O documento determina também que as medidas deveriam incidir, em particular, sobre atividades que, “pela sua dimensão, frequência ou caráter comercial”, sejam mais suscetíveis de reduzir a oferta de habitação para arrendamento de longa duração, dirigindo-se sobretudo às de maior escala.
As medidas vigorariam por um período máximo de cinco anos, podendo ser prolongadas após uma nova avaliação caso os critérios se mantivessem.
O documento não prevê uma proibição geral do alojamento local, estabelecendo antes critérios para determinar quando poderiam ser adotadas medidas restritivas pelas autoridades nacionais, regionais ou locais.
O objetivo é criar um quadro comum para avaliar a existência de pressão habitacional e determinar se eventuais restrições ao alojamento de curta duração são justificadas, necessárias e proporcionais, mantendo nos Estados-membros e nas autoridades locais a decisão sobre se e como intervir.
O texto estabelece como salvaguarda a exclusão da residência principal, distinguindo-a das situações em que as habitações são utilizadas para alojamento turístico.
Para Bruxelas, as restrições ao alojamento local não permitem, por si só, resolver as causas estruturais da escassez habitacional, pelo que a proposta equaciona limites quantitativos ou regras de transição, que deveriam ser acompanhados por medidas destinadas a aumentar a oferta, como construção e reabilitação de habitações e simplificação dos processos de licenciamento.

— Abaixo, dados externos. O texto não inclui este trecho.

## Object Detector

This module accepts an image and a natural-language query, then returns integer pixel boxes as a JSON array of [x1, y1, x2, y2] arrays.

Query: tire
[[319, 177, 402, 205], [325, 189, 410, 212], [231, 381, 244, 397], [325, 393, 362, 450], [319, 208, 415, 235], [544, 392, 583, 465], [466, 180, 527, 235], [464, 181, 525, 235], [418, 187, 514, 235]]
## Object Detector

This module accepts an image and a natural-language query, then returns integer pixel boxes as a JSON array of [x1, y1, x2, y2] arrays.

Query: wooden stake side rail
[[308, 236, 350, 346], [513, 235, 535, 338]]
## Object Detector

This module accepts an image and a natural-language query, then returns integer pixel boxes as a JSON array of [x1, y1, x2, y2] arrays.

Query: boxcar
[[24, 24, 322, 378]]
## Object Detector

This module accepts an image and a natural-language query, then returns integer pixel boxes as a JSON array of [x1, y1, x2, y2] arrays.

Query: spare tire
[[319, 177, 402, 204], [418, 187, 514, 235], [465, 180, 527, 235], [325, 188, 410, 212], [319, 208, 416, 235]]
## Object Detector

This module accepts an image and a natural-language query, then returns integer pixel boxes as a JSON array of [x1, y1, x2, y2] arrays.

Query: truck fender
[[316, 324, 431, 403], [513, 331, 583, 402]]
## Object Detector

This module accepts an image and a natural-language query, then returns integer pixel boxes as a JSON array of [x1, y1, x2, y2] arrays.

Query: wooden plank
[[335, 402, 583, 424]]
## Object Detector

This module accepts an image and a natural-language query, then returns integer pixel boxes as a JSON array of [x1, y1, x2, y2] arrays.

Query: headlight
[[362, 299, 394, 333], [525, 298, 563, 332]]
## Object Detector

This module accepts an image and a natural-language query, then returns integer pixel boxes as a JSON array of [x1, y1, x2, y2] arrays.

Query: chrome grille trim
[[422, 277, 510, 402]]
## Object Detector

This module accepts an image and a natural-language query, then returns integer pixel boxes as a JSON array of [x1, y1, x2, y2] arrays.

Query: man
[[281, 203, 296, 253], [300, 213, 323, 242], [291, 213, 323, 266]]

A habitação é uma competência nacional, regional e local, pelo que a proposta apenas estabelece um quadro comum para avaliar a compatibilidade de determinadas medidas com o direito da UE.
A proposta ainda terá de ser discutida pelos Estados-membros e pelos eurodeputados.
Portugal enfrenta preços de compra e de arrendamento elevados face aos rendimentos das famílias, com a escassez de oferta a contribuir para agravar as dificuldades de acesso à habitação.